Thinxtra provides Sigfox connectivity to IoT projects down under

Thinxtra provides Sigfox connectivity to IoT projects down under

IoT Projects in Tasmania
Hobart, Tasmania

Thinxtra, an IoT specialist that operates the Sigfox IoT network in Australia and New Zealand, has this week announced details of two new projects it is working on in the region.

First, Thinxtra is partnering in a joint venture with Tasmania-based telco Tasmanet to build a dedicated IoT network that will cover 95 percent of the island state’s population (albeit a relatively modest 520,000 people) before the end of 2017.

Second, the company is providing the connectivity for a new IoT-based security product from ATF Services, a company that specialises in protecting construction sites from theft and vandalism, with products including temporary fencing and video surveillance.

Sigfox’s unlicensed spectrum connectivity competes directly with LoRaWAN IoT connectivity from the LoRa Alliance. But licensed spectrum technology Narrowband IoT (NB-IoT) is often favoured by telcos, who already own the spectrum and can roll out the technology through software updates to existing base stations.

Read more: Ulster University rolls out Sigfox-based IoT network

Tasmania calling

The new IoT network in Tasmania will enable the use of smart meters, temperature probes for aquaculture and GPS trackers for agricultural assets. The project involves rolling out up to 55 communications towers across Tasmania by the third quarter of this year, according to Thinxtra, with Hobart-based Tasmanet providing access to its towers, its network for backhaul and engineers for ongoing maintenance and support of the sensor network.

This will make Tasmania the first Australian state to be “fully IoT-ready”, according to Thinxtra’s network deployment director, Sam Sharief.

“I cannot understate how big this is for Tasmania – it’s going to be huge, it’s going to empower entrepreneurs,” added Tasmanet managing director Joel Harris.

In addition to use cases in Tasmania’s agricultural and aquacultural industries, he envisages devices working in community support establishments, allowing caregivers to wear devices capable of picking up information about patients’ whereabouts and well being. Tasmanet also proposes to provide schools with equipment on a free or low-cost basis, so that pupils can learn coding and develop their own sensors for whatever purpose they choose.

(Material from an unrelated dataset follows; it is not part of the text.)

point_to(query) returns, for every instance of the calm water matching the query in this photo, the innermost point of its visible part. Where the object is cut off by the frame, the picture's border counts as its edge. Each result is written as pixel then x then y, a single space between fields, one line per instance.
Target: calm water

In January this year, a report from management consultancy Deloitte said that Tasmania’s economy is “doing OK”, but that the perennial problems of low job numbers and slow population growth show no signs of abating.

Read more: Australian start-up Freestyle to deploy smart water meters in South Korea

Tackling building-site robberies

In the second project announced this week, Thinxtra has worked with ATF Australia on the ATF Intelligent Wireless Alarm to tackle the rising problem of theft from construction sites. Other technology partners on the project include Microsoft and Melbourne-based digital consultancy Two Bulls.

The ATF Intelligent Wireless Alarm provides monitoring for up to 12 months on 4 AA batteries, according to ATF Services. It can be mounted in indoor or outdoor environments and is equipped with four sensors that detect movement, vibration, and changes in sound and light. When triggered by a thief, for example, it will activate a flashing red warning light and a buzzer alarm. Company employees, meanwhile, will instantly receive an alert regarding the activation on their smartphone, via the accompanying app.

The product is underpinned by the ATF Cloud platform, hosted on Microsoft Azure and designed on top of Microsoft’s Service Fabric to support millions of concurrently connected devices.

Building site theft is apparently a big problem in Australia, although recent figures are hard to come by. Back in 2008, a study by the Australian Institute of Criminology found that 39 percent of residential builders were affected by theft or vandalism at their building sites. Of those, two-thirds had experienced more than one incident. Sixty-one percent meanwhile had experienced the theft of raw materials, while 46 percent had experienced the loss of small hand-held tools.

Said Brett Shoemaker, Microsoft Australia’s cloud and enterprise business group leader: “ATF Services identified a major challenge facing its clients and has developed an intelligent, scalable and resilient solution that will deliver solid returns on investment by ensuring construction sites are secured and projects meet crucial deadlines.”